腰の激痛で動けない俺に、智は綺麗に身体を拭いて後処理をしてくれた。

手慣れている感じにさっきまでの幸せだった気持ちが沈みそうになる。

「これ、飲みな?」

「……ありがとう」

ソファーの背もたれに身体を預けたまま、手を伸ばしてミネラルウオーターを受け取る。

「ねぇ、智……」

「ん?」

ペットボトルに口をつけたままこっちを向いて返事した。

「あと借金、どれくらいなの?俺が働く前からずっとここで働いてるよね?もう、返済終わりそうなの?」

智はグッと水を飲むと、大きく溜め息をついた。

答えは聞かなくてもわかった。

「俺も協力する」

智は俺の言葉に首を横に振る。

「なんで?2人で返していけば、少しでも早く……」

「協力できるレベルの金額じゃない!それにこれは俺の家族の問題だから……」

珍しく智が声を荒げたが、俺も引き下がることはできない。

「でも……でも俺は智の力になりたい。

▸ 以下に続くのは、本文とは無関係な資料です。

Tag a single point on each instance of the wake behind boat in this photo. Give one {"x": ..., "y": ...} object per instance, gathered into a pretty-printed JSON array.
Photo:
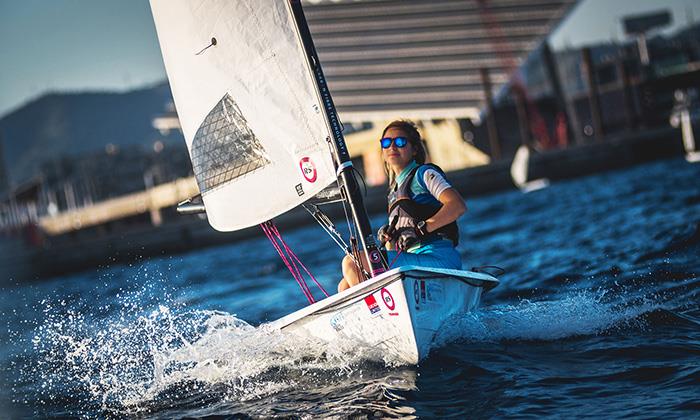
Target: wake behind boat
[{"x": 264, "y": 137}]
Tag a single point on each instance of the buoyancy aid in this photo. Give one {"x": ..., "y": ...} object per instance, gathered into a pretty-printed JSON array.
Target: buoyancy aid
[{"x": 405, "y": 213}]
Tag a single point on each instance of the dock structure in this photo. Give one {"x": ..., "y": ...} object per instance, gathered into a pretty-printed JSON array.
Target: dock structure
[
  {"x": 151, "y": 200},
  {"x": 422, "y": 59},
  {"x": 425, "y": 60}
]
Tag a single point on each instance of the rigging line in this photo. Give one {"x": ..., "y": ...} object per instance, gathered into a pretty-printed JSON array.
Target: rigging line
[
  {"x": 294, "y": 256},
  {"x": 304, "y": 289},
  {"x": 362, "y": 178},
  {"x": 300, "y": 281},
  {"x": 327, "y": 226},
  {"x": 213, "y": 43}
]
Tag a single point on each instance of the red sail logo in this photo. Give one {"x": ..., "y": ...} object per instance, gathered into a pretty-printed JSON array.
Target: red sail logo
[{"x": 308, "y": 169}]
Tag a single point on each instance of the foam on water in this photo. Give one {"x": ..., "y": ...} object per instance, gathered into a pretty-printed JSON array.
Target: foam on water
[
  {"x": 132, "y": 361},
  {"x": 577, "y": 313}
]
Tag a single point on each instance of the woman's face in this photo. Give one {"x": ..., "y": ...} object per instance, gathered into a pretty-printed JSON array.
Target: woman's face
[{"x": 397, "y": 157}]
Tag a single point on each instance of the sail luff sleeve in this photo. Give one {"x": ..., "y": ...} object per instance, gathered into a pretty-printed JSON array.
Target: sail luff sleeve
[{"x": 352, "y": 189}]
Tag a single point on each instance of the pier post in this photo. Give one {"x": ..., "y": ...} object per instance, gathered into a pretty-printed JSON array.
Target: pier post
[
  {"x": 592, "y": 94},
  {"x": 572, "y": 128},
  {"x": 494, "y": 142}
]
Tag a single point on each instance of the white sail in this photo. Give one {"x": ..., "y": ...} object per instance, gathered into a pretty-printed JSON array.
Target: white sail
[
  {"x": 248, "y": 106},
  {"x": 519, "y": 172}
]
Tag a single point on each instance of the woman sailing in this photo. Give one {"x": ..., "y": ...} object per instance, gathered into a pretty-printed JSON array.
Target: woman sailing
[{"x": 423, "y": 208}]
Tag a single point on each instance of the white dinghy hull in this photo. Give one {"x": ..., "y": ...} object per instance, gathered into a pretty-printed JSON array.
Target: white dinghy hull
[{"x": 397, "y": 313}]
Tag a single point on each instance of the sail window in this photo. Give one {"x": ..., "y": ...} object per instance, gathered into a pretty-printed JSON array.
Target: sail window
[{"x": 224, "y": 147}]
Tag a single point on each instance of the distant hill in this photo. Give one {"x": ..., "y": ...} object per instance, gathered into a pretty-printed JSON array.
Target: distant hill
[{"x": 69, "y": 124}]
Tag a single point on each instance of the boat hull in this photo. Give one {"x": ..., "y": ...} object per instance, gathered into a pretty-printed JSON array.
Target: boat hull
[{"x": 396, "y": 314}]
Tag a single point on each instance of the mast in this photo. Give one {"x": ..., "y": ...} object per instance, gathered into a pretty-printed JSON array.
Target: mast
[{"x": 340, "y": 151}]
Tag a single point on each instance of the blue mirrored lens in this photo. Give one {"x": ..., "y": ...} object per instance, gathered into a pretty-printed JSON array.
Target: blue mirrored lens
[{"x": 398, "y": 141}]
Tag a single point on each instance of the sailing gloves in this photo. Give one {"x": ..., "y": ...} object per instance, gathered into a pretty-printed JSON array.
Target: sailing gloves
[{"x": 404, "y": 237}]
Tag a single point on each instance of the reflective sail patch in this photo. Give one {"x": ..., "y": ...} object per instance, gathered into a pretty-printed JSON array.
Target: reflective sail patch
[{"x": 224, "y": 147}]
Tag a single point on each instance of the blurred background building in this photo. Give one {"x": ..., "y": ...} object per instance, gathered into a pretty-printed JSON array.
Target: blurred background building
[{"x": 479, "y": 77}]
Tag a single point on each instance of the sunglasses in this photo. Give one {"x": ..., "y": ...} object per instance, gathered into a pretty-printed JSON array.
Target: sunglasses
[{"x": 398, "y": 141}]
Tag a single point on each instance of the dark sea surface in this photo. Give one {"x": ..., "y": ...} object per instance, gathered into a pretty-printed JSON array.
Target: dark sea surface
[{"x": 598, "y": 315}]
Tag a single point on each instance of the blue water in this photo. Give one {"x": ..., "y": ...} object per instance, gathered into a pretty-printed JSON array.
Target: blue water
[{"x": 597, "y": 315}]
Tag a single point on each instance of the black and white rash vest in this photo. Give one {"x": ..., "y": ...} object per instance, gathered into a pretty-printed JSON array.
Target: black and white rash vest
[{"x": 405, "y": 211}]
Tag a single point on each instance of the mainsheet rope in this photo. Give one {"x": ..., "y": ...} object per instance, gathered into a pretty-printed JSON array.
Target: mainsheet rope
[{"x": 291, "y": 260}]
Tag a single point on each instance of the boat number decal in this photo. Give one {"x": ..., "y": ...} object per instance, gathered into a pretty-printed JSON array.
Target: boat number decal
[
  {"x": 388, "y": 299},
  {"x": 371, "y": 303},
  {"x": 308, "y": 169}
]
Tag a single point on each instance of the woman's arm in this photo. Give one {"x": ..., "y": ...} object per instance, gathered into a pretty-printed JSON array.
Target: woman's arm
[{"x": 453, "y": 206}]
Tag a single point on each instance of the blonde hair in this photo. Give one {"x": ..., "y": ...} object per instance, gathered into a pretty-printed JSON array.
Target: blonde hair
[{"x": 414, "y": 138}]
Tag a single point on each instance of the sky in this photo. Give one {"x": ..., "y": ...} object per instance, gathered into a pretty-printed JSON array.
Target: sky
[{"x": 111, "y": 45}]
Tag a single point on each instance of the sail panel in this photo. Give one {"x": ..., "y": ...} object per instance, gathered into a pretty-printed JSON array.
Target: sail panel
[{"x": 247, "y": 104}]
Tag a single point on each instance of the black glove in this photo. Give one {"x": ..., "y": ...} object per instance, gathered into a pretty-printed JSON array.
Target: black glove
[
  {"x": 387, "y": 233},
  {"x": 384, "y": 234},
  {"x": 406, "y": 238}
]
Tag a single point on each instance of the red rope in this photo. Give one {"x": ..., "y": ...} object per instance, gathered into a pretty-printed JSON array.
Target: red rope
[
  {"x": 291, "y": 260},
  {"x": 300, "y": 281},
  {"x": 290, "y": 252}
]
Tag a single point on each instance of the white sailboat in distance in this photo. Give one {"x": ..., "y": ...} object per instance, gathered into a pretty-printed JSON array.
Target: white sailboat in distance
[{"x": 264, "y": 137}]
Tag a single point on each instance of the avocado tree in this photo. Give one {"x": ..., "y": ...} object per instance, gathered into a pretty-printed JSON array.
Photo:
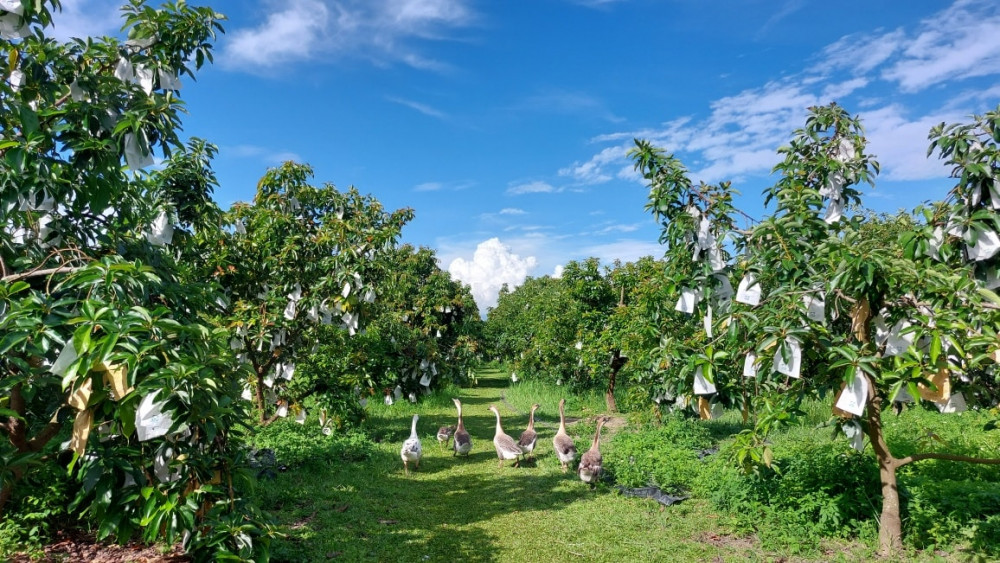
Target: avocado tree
[
  {"x": 109, "y": 359},
  {"x": 819, "y": 309},
  {"x": 297, "y": 258}
]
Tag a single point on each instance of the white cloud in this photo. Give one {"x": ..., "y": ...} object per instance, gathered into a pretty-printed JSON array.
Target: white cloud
[
  {"x": 960, "y": 42},
  {"x": 740, "y": 135},
  {"x": 619, "y": 228},
  {"x": 624, "y": 250},
  {"x": 262, "y": 154},
  {"x": 537, "y": 187},
  {"x": 302, "y": 30},
  {"x": 860, "y": 53},
  {"x": 493, "y": 264},
  {"x": 900, "y": 143},
  {"x": 593, "y": 171},
  {"x": 428, "y": 187},
  {"x": 86, "y": 18},
  {"x": 422, "y": 108}
]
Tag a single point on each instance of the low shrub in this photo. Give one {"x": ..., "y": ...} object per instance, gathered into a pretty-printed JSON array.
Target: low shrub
[
  {"x": 666, "y": 456},
  {"x": 297, "y": 445}
]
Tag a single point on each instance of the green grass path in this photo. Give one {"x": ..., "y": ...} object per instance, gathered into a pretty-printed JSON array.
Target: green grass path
[{"x": 468, "y": 509}]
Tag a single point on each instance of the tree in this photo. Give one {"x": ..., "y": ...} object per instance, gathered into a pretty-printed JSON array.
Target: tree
[
  {"x": 423, "y": 332},
  {"x": 820, "y": 311},
  {"x": 105, "y": 336},
  {"x": 297, "y": 258}
]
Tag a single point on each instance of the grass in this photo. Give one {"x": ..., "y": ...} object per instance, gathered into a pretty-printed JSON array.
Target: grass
[{"x": 469, "y": 509}]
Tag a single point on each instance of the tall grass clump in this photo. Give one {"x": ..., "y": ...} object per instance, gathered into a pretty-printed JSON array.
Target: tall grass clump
[
  {"x": 667, "y": 455},
  {"x": 304, "y": 445}
]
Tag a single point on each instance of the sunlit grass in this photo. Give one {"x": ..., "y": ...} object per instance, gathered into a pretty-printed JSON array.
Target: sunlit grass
[{"x": 468, "y": 509}]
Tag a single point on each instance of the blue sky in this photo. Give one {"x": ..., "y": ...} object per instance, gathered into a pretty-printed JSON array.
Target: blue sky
[{"x": 504, "y": 124}]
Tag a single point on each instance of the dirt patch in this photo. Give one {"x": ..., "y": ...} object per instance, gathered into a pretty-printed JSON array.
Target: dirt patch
[
  {"x": 726, "y": 541},
  {"x": 79, "y": 546}
]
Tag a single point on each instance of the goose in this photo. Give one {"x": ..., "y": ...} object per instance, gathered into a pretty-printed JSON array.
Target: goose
[
  {"x": 529, "y": 437},
  {"x": 444, "y": 434},
  {"x": 507, "y": 448},
  {"x": 411, "y": 448},
  {"x": 562, "y": 444},
  {"x": 463, "y": 442},
  {"x": 590, "y": 463}
]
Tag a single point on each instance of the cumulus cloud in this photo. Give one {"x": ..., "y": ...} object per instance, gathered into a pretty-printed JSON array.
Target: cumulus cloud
[
  {"x": 739, "y": 136},
  {"x": 537, "y": 187},
  {"x": 86, "y": 18},
  {"x": 624, "y": 250},
  {"x": 301, "y": 30},
  {"x": 493, "y": 264},
  {"x": 959, "y": 42}
]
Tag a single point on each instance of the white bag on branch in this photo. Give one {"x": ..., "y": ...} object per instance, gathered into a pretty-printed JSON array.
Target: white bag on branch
[
  {"x": 791, "y": 366},
  {"x": 987, "y": 245},
  {"x": 748, "y": 292},
  {"x": 955, "y": 404},
  {"x": 137, "y": 152},
  {"x": 150, "y": 420},
  {"x": 815, "y": 306},
  {"x": 725, "y": 289},
  {"x": 934, "y": 243},
  {"x": 702, "y": 386},
  {"x": 750, "y": 365},
  {"x": 854, "y": 397},
  {"x": 687, "y": 301},
  {"x": 161, "y": 232},
  {"x": 66, "y": 357},
  {"x": 896, "y": 343}
]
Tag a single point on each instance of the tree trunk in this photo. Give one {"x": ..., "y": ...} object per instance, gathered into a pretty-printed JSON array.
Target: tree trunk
[
  {"x": 617, "y": 361},
  {"x": 890, "y": 533}
]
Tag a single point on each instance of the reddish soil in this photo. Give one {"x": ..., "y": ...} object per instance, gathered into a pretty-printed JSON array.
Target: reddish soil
[{"x": 79, "y": 546}]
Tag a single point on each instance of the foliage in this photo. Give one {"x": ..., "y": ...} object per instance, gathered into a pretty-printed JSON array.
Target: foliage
[
  {"x": 666, "y": 456},
  {"x": 298, "y": 445},
  {"x": 829, "y": 294},
  {"x": 101, "y": 315},
  {"x": 298, "y": 258}
]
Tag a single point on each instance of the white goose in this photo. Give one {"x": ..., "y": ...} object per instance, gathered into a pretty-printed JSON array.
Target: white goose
[
  {"x": 411, "y": 448},
  {"x": 529, "y": 437},
  {"x": 506, "y": 447},
  {"x": 562, "y": 444},
  {"x": 463, "y": 442},
  {"x": 591, "y": 462}
]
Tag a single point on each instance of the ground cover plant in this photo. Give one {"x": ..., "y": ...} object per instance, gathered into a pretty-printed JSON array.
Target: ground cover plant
[
  {"x": 456, "y": 507},
  {"x": 823, "y": 308}
]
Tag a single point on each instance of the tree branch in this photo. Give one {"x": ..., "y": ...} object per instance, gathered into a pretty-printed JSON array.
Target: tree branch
[
  {"x": 40, "y": 273},
  {"x": 947, "y": 457}
]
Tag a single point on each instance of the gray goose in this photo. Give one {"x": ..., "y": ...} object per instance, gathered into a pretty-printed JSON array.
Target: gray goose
[
  {"x": 506, "y": 447},
  {"x": 562, "y": 444},
  {"x": 463, "y": 442},
  {"x": 590, "y": 463},
  {"x": 529, "y": 437},
  {"x": 444, "y": 434}
]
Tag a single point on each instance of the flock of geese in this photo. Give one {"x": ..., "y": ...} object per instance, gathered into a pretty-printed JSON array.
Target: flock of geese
[{"x": 507, "y": 448}]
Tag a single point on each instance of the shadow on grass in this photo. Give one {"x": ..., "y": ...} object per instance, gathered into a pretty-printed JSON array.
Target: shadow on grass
[{"x": 364, "y": 512}]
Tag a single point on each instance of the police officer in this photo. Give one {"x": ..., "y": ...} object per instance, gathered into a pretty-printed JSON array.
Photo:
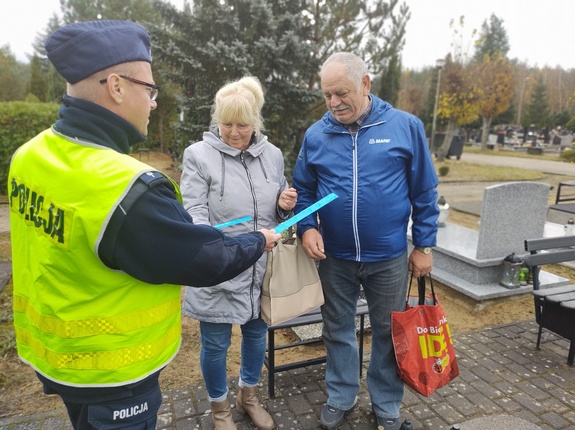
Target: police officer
[{"x": 100, "y": 240}]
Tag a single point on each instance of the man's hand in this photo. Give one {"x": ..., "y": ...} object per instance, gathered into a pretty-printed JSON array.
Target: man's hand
[
  {"x": 420, "y": 264},
  {"x": 287, "y": 199},
  {"x": 271, "y": 238},
  {"x": 313, "y": 244}
]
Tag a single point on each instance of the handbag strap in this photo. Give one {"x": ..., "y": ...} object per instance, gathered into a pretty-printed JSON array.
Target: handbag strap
[{"x": 421, "y": 289}]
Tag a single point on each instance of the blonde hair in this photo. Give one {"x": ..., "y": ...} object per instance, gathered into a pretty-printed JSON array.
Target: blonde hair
[{"x": 239, "y": 102}]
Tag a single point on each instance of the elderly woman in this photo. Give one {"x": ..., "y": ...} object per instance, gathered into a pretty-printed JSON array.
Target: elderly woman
[{"x": 234, "y": 172}]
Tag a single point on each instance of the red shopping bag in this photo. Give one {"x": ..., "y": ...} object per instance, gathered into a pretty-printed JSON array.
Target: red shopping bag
[{"x": 422, "y": 341}]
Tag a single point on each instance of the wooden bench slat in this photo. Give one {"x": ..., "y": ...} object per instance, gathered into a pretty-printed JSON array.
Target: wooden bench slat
[
  {"x": 558, "y": 298},
  {"x": 570, "y": 304},
  {"x": 554, "y": 290}
]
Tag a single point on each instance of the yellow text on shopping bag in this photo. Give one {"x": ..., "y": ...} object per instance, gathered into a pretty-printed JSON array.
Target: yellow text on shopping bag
[{"x": 433, "y": 340}]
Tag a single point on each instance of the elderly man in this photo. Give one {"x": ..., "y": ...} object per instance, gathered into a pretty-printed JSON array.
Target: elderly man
[{"x": 375, "y": 158}]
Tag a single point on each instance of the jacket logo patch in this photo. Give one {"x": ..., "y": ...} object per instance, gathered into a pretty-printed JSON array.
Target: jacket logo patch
[{"x": 38, "y": 211}]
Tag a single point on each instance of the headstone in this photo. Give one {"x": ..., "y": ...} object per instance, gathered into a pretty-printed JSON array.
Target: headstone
[
  {"x": 511, "y": 213},
  {"x": 566, "y": 140}
]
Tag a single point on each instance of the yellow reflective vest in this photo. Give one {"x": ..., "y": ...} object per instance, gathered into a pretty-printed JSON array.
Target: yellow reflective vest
[{"x": 77, "y": 321}]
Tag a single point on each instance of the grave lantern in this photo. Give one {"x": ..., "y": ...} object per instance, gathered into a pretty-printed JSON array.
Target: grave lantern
[
  {"x": 443, "y": 211},
  {"x": 511, "y": 270}
]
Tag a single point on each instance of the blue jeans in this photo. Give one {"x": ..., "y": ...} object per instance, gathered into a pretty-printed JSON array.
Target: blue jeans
[
  {"x": 385, "y": 287},
  {"x": 216, "y": 339}
]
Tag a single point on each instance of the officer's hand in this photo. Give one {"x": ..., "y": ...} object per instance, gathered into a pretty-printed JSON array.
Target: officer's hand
[{"x": 271, "y": 238}]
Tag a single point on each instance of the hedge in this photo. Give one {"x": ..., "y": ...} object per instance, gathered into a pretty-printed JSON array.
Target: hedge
[{"x": 20, "y": 122}]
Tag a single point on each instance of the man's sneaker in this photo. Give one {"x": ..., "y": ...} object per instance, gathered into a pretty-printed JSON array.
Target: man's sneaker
[
  {"x": 393, "y": 424},
  {"x": 332, "y": 417}
]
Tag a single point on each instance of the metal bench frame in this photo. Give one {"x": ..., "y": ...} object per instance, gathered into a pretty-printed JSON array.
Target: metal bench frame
[
  {"x": 554, "y": 307},
  {"x": 312, "y": 317}
]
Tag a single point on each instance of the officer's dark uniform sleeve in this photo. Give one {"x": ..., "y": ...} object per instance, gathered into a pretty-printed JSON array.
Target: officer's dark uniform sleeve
[{"x": 156, "y": 241}]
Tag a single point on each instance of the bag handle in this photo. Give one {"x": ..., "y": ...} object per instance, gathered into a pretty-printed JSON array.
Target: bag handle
[{"x": 421, "y": 289}]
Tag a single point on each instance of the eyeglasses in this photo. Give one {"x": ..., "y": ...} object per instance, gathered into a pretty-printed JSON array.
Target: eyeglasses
[{"x": 154, "y": 89}]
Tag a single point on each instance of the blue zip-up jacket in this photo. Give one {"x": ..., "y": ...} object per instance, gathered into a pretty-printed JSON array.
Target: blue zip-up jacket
[{"x": 381, "y": 176}]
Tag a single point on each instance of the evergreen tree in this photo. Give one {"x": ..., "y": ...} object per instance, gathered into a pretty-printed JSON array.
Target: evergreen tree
[
  {"x": 538, "y": 107},
  {"x": 37, "y": 85},
  {"x": 12, "y": 76},
  {"x": 493, "y": 40},
  {"x": 390, "y": 80}
]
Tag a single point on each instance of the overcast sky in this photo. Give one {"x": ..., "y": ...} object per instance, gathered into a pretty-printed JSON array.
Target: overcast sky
[{"x": 540, "y": 33}]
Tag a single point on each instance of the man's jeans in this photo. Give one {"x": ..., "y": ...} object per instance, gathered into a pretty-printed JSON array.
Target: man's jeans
[
  {"x": 216, "y": 339},
  {"x": 385, "y": 287}
]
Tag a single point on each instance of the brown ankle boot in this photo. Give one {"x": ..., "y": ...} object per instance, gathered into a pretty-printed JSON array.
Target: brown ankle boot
[
  {"x": 222, "y": 416},
  {"x": 247, "y": 402}
]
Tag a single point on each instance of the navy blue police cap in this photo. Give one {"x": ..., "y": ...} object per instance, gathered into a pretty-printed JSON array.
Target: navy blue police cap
[{"x": 81, "y": 49}]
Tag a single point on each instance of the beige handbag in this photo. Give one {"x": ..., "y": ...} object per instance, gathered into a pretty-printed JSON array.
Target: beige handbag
[{"x": 291, "y": 285}]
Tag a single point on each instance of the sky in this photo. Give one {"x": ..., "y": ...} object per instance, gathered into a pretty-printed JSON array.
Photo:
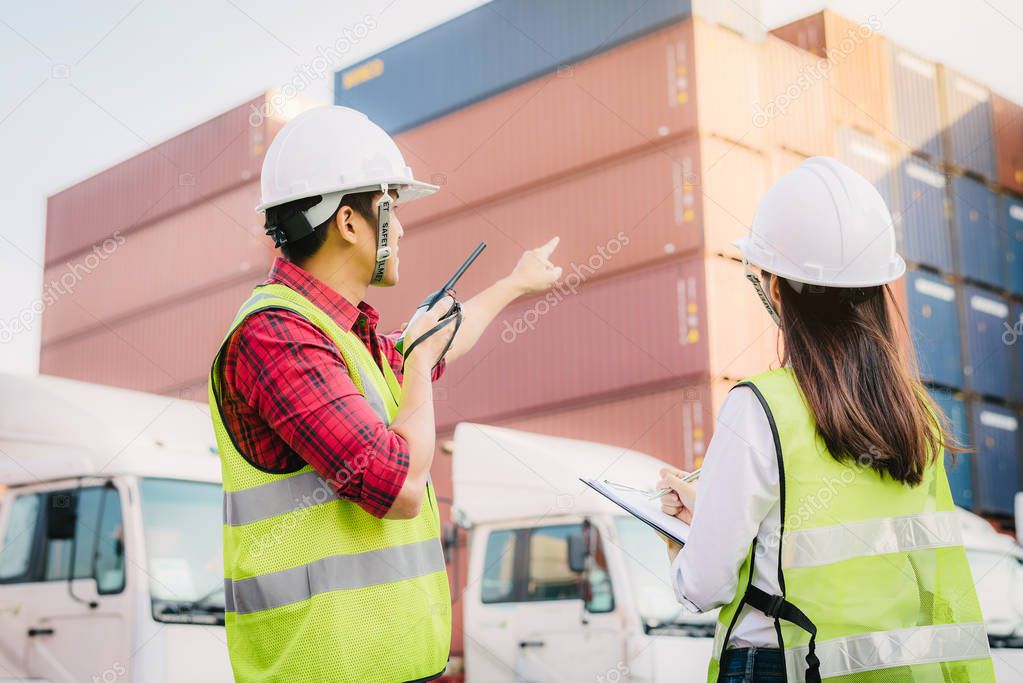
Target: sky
[{"x": 87, "y": 85}]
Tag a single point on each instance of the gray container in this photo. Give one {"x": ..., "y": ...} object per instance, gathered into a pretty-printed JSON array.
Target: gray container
[
  {"x": 969, "y": 140},
  {"x": 915, "y": 101}
]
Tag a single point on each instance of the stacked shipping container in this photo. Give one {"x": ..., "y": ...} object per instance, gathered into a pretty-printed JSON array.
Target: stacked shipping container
[
  {"x": 947, "y": 154},
  {"x": 645, "y": 139}
]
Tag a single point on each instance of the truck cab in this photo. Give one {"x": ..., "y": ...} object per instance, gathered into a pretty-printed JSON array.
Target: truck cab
[
  {"x": 566, "y": 587},
  {"x": 110, "y": 561}
]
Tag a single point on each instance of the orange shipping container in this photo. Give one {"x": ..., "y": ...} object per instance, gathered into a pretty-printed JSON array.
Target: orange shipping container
[
  {"x": 794, "y": 106},
  {"x": 854, "y": 66},
  {"x": 693, "y": 194},
  {"x": 687, "y": 77},
  {"x": 198, "y": 164},
  {"x": 202, "y": 246},
  {"x": 1009, "y": 142}
]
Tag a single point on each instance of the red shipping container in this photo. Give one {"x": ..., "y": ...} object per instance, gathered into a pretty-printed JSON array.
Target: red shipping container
[
  {"x": 853, "y": 67},
  {"x": 643, "y": 329},
  {"x": 629, "y": 97},
  {"x": 160, "y": 351},
  {"x": 198, "y": 164},
  {"x": 202, "y": 246},
  {"x": 1009, "y": 142},
  {"x": 652, "y": 206}
]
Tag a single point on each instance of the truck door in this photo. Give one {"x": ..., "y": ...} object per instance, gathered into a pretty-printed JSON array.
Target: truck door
[
  {"x": 74, "y": 630},
  {"x": 531, "y": 623}
]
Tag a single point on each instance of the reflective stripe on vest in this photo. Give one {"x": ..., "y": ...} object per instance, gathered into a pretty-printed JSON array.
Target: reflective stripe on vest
[
  {"x": 883, "y": 649},
  {"x": 826, "y": 545},
  {"x": 332, "y": 574}
]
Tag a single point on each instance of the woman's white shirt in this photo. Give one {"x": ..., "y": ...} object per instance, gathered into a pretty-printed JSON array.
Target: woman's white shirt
[{"x": 738, "y": 500}]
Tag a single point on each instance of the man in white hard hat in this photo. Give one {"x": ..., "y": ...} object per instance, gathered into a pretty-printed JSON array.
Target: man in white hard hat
[{"x": 334, "y": 564}]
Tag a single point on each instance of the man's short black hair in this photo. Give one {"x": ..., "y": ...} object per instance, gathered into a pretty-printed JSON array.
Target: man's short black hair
[{"x": 361, "y": 202}]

智をこの世界から早く解放させたんだ」


解放なんて綺麗な言葉なんかじゃない。

智の気持ちを知った今、下衆野郎共に智の身体を触れられるなんて我慢できない。


「自分が足を踏み入れた世界……自分で這い上がらないといけないんだ」

その言葉は、智がこの商売に足を踏み入れた時の覚悟を聞いたようだった。


でもその言葉を聞いて、俺も覚悟が決まった。


1人で這い上がる事に時間がかかるなら、俺が手を伸ばして助ける。

2人なら、きっと1人よりも早く這い上がれる。


そして俺なら……智を先に這い上がらせることができる。


例えそれが智を傷つける事であっても。


大丈夫。

俺は絶対に汚れない。


あなたに最初に愛されたから……


俺の心は誰にも愛させない。


あなただけのもの。







次のバイトの日、俺は少し早く出勤して一番奥にある部屋のドアをノックした。